Is there noticeable performance penalty for allocating LARGE chunks of heap memory in every iteration of loop? Of course I free it at the end of each iteration.
An alternative would be to allocate once before entering the loop, repeatedly using it in all iterations, and eventually freeing it up after exiting the loop. See the code below.
// allocation inside loop
for(int i = 0; i < iter_count; i++) {
float *array = new float[size]();
do_something(array);
delete []array;
}
// allocation outside loop
float *array = new float[size]();
for(int i = 0; i < iter_count; i++) {
do_something(array);
}
delete []array;
The major performance hit of heap allocations is fragmentation, not allocation time, which is an accumulative problem. Accumulate less.
There are some pathological cases. If there's a lot of short-lived allocation activity that "spans" deallocation and allocation of the chunk (e.g. running the same routine in another thread), you might frequently push the heap manager to require new memory for the big chunk (because it's currently occupied). That will really fragment your cache and increase your working set.

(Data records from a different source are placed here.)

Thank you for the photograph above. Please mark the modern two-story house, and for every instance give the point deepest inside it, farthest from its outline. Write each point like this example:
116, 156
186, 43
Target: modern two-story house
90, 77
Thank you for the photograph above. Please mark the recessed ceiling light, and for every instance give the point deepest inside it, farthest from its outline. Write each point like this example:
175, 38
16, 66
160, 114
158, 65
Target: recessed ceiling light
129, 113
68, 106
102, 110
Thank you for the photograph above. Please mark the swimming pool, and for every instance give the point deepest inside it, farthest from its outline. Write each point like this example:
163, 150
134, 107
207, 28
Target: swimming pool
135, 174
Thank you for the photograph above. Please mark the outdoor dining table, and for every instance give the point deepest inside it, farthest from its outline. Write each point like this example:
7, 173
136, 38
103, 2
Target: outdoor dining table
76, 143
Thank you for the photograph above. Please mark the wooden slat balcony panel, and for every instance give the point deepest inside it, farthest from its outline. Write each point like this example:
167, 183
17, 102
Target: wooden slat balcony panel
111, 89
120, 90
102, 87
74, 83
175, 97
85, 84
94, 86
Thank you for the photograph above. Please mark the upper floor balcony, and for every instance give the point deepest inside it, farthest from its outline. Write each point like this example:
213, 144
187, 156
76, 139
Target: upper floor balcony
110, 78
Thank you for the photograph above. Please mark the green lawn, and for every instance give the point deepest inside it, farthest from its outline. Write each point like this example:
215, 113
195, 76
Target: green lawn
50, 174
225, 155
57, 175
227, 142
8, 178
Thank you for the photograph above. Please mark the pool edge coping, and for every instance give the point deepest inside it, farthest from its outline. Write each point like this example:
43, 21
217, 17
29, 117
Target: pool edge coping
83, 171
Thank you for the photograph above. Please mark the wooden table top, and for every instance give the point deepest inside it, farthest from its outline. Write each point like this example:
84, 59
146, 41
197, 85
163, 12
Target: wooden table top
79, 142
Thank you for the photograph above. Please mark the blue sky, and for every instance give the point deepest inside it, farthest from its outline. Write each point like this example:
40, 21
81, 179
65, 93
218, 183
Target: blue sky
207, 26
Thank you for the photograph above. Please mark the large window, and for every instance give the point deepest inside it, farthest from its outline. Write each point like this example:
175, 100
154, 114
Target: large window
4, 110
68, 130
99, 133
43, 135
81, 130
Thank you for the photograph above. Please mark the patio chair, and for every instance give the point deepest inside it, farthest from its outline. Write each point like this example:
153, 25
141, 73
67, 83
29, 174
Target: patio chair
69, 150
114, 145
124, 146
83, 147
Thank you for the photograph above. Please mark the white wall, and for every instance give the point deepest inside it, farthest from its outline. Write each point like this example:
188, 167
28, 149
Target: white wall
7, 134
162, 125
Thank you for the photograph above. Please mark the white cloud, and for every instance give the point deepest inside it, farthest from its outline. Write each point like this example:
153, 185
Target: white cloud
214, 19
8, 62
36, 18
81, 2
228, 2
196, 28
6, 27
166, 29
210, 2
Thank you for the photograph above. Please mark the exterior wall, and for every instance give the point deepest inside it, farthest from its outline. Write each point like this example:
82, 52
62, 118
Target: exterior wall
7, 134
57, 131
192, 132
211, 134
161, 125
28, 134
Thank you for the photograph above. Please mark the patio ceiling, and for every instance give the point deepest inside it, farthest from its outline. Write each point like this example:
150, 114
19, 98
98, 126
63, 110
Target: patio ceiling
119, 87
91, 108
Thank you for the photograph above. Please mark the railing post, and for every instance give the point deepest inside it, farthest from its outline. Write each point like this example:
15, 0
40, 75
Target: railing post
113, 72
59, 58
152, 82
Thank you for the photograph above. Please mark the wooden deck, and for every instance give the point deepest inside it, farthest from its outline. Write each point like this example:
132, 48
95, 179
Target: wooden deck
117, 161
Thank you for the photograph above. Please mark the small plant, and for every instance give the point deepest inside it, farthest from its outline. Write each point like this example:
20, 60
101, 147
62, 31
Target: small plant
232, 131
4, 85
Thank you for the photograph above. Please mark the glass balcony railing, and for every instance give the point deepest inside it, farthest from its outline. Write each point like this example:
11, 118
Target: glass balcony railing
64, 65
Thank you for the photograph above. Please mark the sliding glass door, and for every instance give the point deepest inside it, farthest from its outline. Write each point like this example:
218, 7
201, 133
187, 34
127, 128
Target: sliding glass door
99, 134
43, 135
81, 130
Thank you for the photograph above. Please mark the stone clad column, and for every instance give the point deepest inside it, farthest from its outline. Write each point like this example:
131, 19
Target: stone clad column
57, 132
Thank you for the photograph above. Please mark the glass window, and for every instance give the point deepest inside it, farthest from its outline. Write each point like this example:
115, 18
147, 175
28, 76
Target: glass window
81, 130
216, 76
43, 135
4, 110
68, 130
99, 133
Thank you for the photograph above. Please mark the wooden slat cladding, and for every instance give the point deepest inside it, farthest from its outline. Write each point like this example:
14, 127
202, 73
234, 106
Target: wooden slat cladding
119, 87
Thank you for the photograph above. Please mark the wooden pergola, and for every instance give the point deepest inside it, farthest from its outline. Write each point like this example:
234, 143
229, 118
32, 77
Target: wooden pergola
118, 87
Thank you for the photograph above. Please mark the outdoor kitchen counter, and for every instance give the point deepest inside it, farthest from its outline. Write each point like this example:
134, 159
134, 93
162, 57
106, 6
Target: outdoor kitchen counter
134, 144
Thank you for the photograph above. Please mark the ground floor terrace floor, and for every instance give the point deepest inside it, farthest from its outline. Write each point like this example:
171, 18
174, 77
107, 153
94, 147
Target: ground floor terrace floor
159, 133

So there's the direct hit, which can be measured directly: how much does new
/delete
cost compared to do_something()
? if do_something
is expensive, you might not measure much.
And there's the "heap pressure" which accumulates in a large application. The contribution to that is hard to measure, and you might hit a performance brick wall built by a dozen independent contributors, which are hard to identify after the fact.